Стоянка на Алахинском озере удобная – много сухих, просторных и прогретых солнцем полян, кострище расположено под высоким одиноким кедром, готовым укрыть от дождя и ветра. Здесь летом часто стоит сезонный кордон российских пограничников. Сегодня их нет, как нет и дров для костра. Весь сухостой в округе давно вырублен, как и крупные нижние ветки деревьев. Нам с Амантаем приходится продираться за дровами сквозь заросли кустов далеко вверх по склону. Амантай встречает и убивает большую черную гадюку, которых тут водится множество. По валунам по руслу ручья скачут пищухи (сеноставки) – небольшие зверьки, похожие не то на кроликов, не то на сусликов. Пока мы заготавливаем дрова, семья мышей, живущая под корнями кедра, дружно грабит наши припасы. Под соседним корнем видна нора злых земляных ос, в данный момент занятых нашим сахаром. А на мокром песке у ручья замечаю свежий медвежий след – выходит, мало кто не воспользовался отлучкой пограничников, обычно оставляющих часть своего пропитания на месте.
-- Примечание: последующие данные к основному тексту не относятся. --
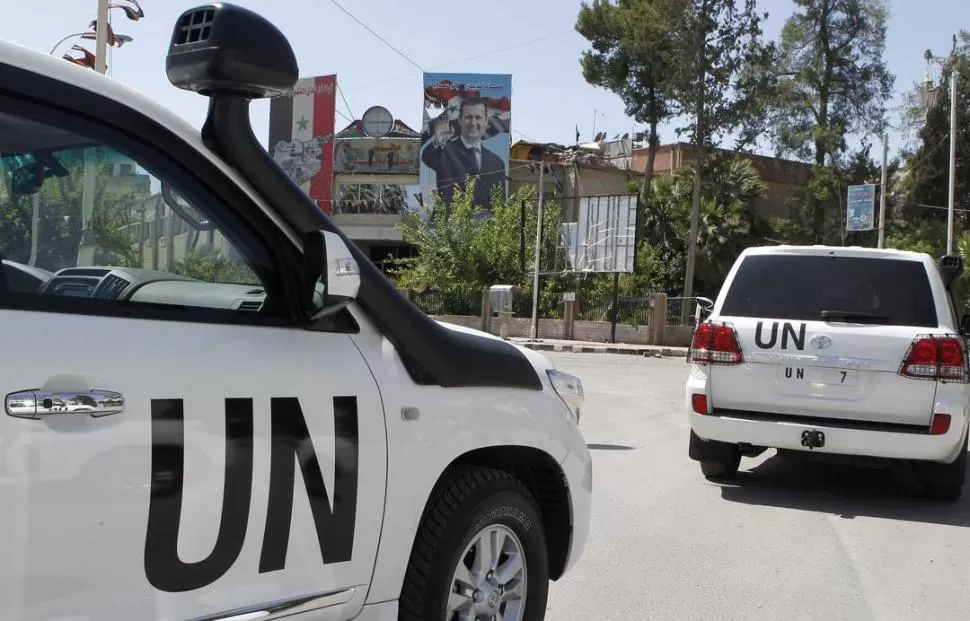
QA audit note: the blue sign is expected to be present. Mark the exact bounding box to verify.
[845,184,876,231]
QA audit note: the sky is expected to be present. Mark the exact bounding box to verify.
[0,0,970,157]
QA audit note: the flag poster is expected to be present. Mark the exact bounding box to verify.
[419,73,512,212]
[269,75,337,214]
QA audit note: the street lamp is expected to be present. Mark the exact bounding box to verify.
[917,45,958,254]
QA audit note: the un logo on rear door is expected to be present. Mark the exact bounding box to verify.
[809,334,832,349]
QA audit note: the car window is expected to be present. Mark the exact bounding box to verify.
[721,255,938,327]
[0,103,284,316]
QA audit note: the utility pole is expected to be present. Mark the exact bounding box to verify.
[878,132,889,248]
[94,0,108,74]
[530,160,546,341]
[946,60,958,255]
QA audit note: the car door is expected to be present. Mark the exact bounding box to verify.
[0,86,386,621]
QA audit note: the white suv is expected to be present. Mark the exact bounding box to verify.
[686,246,970,500]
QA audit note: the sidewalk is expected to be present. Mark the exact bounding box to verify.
[509,337,687,358]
Наутро переходим вброд Кара-Алаху и едем на юг. Вскоре ручьи собираются в новую речку – Чиндагатуй, текущую в Казахстан, к Бухтарме. До середины XIX века, когда эти места перешли России, здесь стоял китайский пограничный кордон, что хорошо помнят местные казахи.
– А что за название такое? – интересуюсь я у Амантая.
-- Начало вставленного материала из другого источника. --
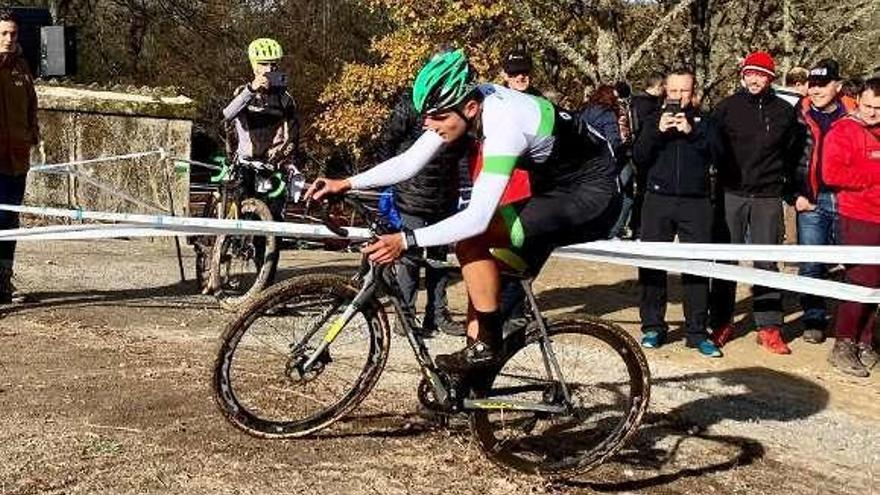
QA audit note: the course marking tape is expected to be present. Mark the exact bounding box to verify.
[0,205,880,303]
[30,148,165,172]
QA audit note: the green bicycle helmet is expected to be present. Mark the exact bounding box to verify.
[248,38,284,63]
[413,49,477,115]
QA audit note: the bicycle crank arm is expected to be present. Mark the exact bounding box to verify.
[463,399,567,414]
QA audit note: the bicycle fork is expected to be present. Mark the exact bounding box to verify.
[303,270,376,372]
[522,280,572,410]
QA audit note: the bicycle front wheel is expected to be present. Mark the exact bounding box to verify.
[471,319,650,474]
[211,198,279,310]
[213,275,390,438]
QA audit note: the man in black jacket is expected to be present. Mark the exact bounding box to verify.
[633,69,723,357]
[710,52,804,354]
[629,72,666,239]
[376,91,471,336]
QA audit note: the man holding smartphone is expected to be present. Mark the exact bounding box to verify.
[633,69,723,357]
[223,38,300,215]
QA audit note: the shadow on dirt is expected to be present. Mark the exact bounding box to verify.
[314,412,469,439]
[556,367,828,492]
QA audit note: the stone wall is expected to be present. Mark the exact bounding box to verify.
[25,84,194,220]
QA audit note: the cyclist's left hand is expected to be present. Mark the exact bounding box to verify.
[361,234,403,264]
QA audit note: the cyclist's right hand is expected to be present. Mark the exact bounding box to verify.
[251,74,269,91]
[306,177,351,201]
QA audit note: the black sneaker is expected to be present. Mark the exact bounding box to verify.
[828,339,870,378]
[435,341,495,374]
[424,313,467,337]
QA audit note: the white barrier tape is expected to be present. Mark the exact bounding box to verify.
[45,169,168,213]
[564,241,880,265]
[0,205,880,303]
[31,148,165,172]
[0,224,217,241]
[0,205,372,241]
[555,250,880,303]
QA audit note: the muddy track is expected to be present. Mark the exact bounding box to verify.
[0,242,880,495]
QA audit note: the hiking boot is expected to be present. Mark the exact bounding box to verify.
[391,319,435,339]
[435,340,496,374]
[801,328,825,344]
[0,268,15,304]
[642,330,666,349]
[828,339,869,378]
[757,325,791,354]
[859,344,880,370]
[687,339,724,358]
[709,323,736,349]
[423,311,467,337]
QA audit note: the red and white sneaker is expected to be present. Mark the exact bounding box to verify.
[758,326,791,354]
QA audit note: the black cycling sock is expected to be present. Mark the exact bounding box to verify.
[475,309,504,350]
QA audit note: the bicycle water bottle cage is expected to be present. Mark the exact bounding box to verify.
[211,160,231,184]
[267,172,287,199]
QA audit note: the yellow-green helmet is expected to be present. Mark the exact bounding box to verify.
[413,49,477,114]
[248,38,284,63]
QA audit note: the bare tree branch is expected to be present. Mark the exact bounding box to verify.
[510,0,599,81]
[804,0,880,60]
[623,0,694,74]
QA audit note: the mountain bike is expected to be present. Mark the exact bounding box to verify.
[213,194,650,474]
[196,159,287,310]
– Не знаю, но не казахское, «Гатуй» – это, наверное, от «Китай», а что такое «Чинда» – непонятно, – говорит Амантай.
Позднее в Москве я спросил об этом одного своего китайского друга. Он ответил, не раздумывая: «Чиндай», или «Циндай», – это не что иное, как время правления последней императорской династии Китая (знаменитая эпоха Цинь), один из правителей которой и передал долины Бухтармы, Чиндагатуя, плоскогорье Укок и другие районы Центрального Алтая России – по Чугучакскому договору 1864 г. Так что, получается, название реки, вдоль которой мы сейчас неторопливо едем, означает не что иное, как «Китай эпохи Цинь», переделанное местными казахами в «Чиндагатуй».
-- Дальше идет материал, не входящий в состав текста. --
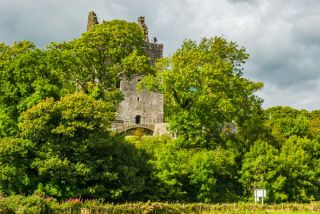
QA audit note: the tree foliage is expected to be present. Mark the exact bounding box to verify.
[142,37,262,148]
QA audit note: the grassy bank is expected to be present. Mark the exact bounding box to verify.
[0,196,320,214]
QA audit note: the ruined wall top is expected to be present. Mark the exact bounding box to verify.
[138,16,149,42]
[87,11,99,31]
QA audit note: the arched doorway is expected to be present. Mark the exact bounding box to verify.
[135,115,141,124]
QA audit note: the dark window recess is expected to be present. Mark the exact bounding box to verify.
[136,115,141,124]
[116,80,120,88]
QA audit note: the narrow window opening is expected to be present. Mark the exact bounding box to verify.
[116,80,120,88]
[136,115,141,124]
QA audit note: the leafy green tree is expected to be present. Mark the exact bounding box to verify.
[280,136,320,202]
[132,136,237,202]
[0,138,37,195]
[0,41,61,136]
[19,93,148,201]
[264,106,309,146]
[141,37,262,148]
[240,136,320,202]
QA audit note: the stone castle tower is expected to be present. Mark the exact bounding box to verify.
[87,12,165,135]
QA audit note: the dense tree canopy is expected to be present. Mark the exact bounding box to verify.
[0,17,320,202]
[140,37,262,147]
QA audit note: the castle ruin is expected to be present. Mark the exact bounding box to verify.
[87,11,166,135]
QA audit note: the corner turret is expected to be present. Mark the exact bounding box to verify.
[87,11,99,31]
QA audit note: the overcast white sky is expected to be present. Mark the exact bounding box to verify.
[0,0,320,110]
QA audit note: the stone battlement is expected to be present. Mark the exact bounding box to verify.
[87,11,166,134]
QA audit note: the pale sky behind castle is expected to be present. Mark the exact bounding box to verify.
[0,0,320,110]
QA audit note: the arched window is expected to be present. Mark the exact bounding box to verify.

Посреди долины Чиндагатуя недалеко от Алахинского озера, прямо в высокой траве на берегу ручья, торчит огромный железный бочкообразный котел – остатки старой паровой электростанции. На нем я нашел табличку с надписью «ЛМЗ – 1937 г.» и заводским номером. А на противоположном от нас высоком правом берегу виднеются полтора десятка черных полуразвалившихся срубов. Здесь в годы войны добывали молибденовую руду, которую потом везли в Казахстан – на переработку. По одним сведениям, на руднике работали вольнонаемные. По другим – заключенные ГУЛАГа. Мы осмотрели лагерь – давящее, неприятное чувство. Помню, как в один из домов меня буквально не впустила крупная гадюка – она лежала сверху прямо на дверном косяке и пристально, не мигая, таращилась мне в глаза. Я сделал шаг вперед, она приподняла голову и напряженно замерла. Я вспомнил рассказ Асылбека об умершей этим летом от укуса гадюки джазаторской девушке и внутрь не пошел.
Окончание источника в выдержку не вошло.